Gauger: A Single-Couple Human Origin is Possible

A Single Couple Human Origin is Possible

The problem of inferring history from genetic data is complex and underdetermined; there are many possible scenarios that would explain the same data. It can be made more tractable by making reasonable simplifications to the model, but it is continually important to remember what has been demonstrated and what is merely a parsimonious working assumption. In this paper we have chosen to model the demographic ancestry of humanity using the simplest of assumptions, with a homogeneous population whose size can vary over time. All other assumptions such as the mutation rates were standard, and no natural selection was in operation. Using a previously published backwards simulation method and some newly developed and faster algorithms, we run our single-couple origin model of humanity and compare the results to allele frequency spectra and linkage disequilibrium statistics from current genetic data.
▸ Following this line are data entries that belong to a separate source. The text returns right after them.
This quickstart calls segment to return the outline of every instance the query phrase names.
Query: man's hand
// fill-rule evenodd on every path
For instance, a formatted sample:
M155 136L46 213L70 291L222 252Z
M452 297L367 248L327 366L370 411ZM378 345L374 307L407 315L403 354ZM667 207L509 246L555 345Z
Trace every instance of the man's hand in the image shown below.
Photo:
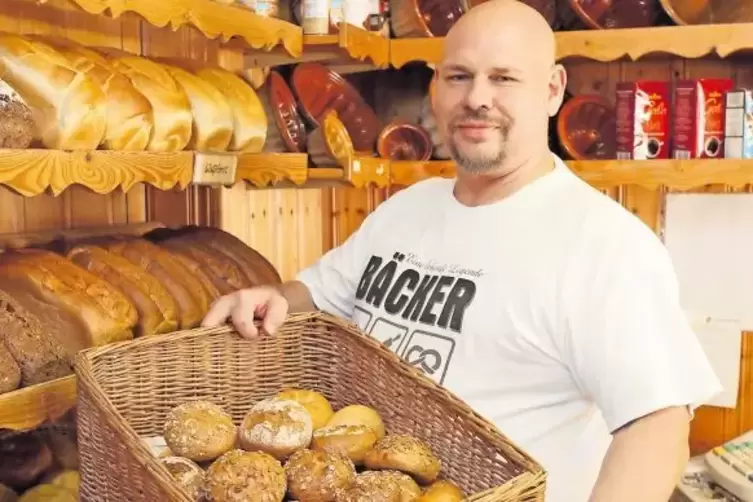
M214 302L201 325L217 326L230 319L241 336L254 338L259 335L254 321L261 319L264 331L273 335L285 322L288 308L288 300L275 287L242 289Z
M666 502L688 462L690 414L666 408L617 430L589 502Z

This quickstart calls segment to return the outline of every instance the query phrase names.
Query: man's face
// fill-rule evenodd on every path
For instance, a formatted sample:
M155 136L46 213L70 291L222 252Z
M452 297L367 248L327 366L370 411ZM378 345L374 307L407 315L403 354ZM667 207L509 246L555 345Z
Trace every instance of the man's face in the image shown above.
M455 162L483 174L514 166L546 141L554 68L526 58L515 29L468 31L448 38L432 104Z

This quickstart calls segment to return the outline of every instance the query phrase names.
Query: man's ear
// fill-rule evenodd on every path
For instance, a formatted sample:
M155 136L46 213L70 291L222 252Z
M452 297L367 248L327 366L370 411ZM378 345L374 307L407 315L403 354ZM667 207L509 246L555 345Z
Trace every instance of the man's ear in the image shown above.
M547 113L550 117L557 115L565 99L565 89L567 88L567 71L561 64L554 65L552 74L549 78L549 102L547 103Z
M431 76L431 82L429 82L429 103L431 104L431 111L434 112L434 100L437 97L437 81L439 80L439 72L434 68L434 74Z

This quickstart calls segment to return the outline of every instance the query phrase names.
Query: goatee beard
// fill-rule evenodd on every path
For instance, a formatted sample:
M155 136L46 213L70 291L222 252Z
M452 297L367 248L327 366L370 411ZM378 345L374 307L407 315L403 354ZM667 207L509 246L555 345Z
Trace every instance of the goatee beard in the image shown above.
M464 120L489 121L493 122L494 125L498 127L497 131L499 132L500 136L500 148L499 152L497 152L495 156L472 159L460 151L457 143L453 141L452 135L456 131L455 124L459 122L462 123ZM464 171L471 174L483 174L498 168L500 164L502 164L507 158L507 136L510 132L511 122L512 121L509 119L494 119L493 121L489 120L489 114L484 108L478 110L467 110L466 114L463 117L457 119L456 121L453 121L453 123L450 124L450 140L447 142L447 147L452 160L454 160L458 164L458 166L463 168Z

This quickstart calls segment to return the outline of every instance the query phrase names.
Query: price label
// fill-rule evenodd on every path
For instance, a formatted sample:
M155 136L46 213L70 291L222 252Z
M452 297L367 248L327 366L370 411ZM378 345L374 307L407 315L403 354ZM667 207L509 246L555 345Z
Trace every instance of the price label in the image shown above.
M237 168L238 157L234 154L196 152L193 161L193 183L214 186L234 185Z

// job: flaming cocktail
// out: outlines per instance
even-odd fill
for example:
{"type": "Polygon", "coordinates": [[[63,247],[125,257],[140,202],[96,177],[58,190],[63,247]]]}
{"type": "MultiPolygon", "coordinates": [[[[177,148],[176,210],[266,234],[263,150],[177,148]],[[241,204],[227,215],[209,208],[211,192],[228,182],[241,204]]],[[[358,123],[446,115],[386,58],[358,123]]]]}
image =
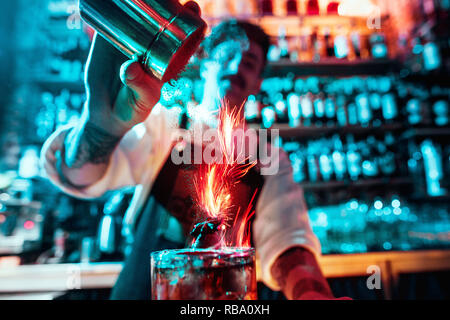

We show that a single-couple origin of humanity as recent as 500kya is consistent with data. With only minor modifications of our parsimonious model assumptions, we suggest that a single-couple origin 100kya, or more recently, is possible.

From @Agauger. What do you think?

5 posts were split to a new topic: Comments on Gauger Single-Couple Human Origin is Possible

I’m assuming they didn’t consider the sharing of multiple alleles across primates.


I had a chance to read this and confer with a few people. I’m curious what @glipsnort thinks of it.

It seems to look only at SFS/AFS and LD, both of which are summary statistics that only indirectly test the hypothesis. In essence this replicates work by @glipsnort and by me, but TMR4A is a more powerful and direct way of testing the same thing, coming to essentially the same answer.

Of course, they did not engage the challenge of trans-species variation, nor did they engage the evidence for ancient admixture. These are weaker lines of evidence against a single couple bottleneck, but I don’t think they can be fully dismissed yet.

In summary, not sure what is new in this analysis, and this certainly does not handle all the data. So I don’t think the title is justified.

Perhaps just as important, many theologians are working through whether genetic ancestry even matters or not. Here is what @jack.collins says:

the genetic questions, important as they may be for some purposes, foists a misleading anachronism on the Biblical text.

Here is what @KenKeathley says:

Scripture does not speak of genetics, but it does emphasize genealogy, presenting Adam as the genealogical ancestor of the human race.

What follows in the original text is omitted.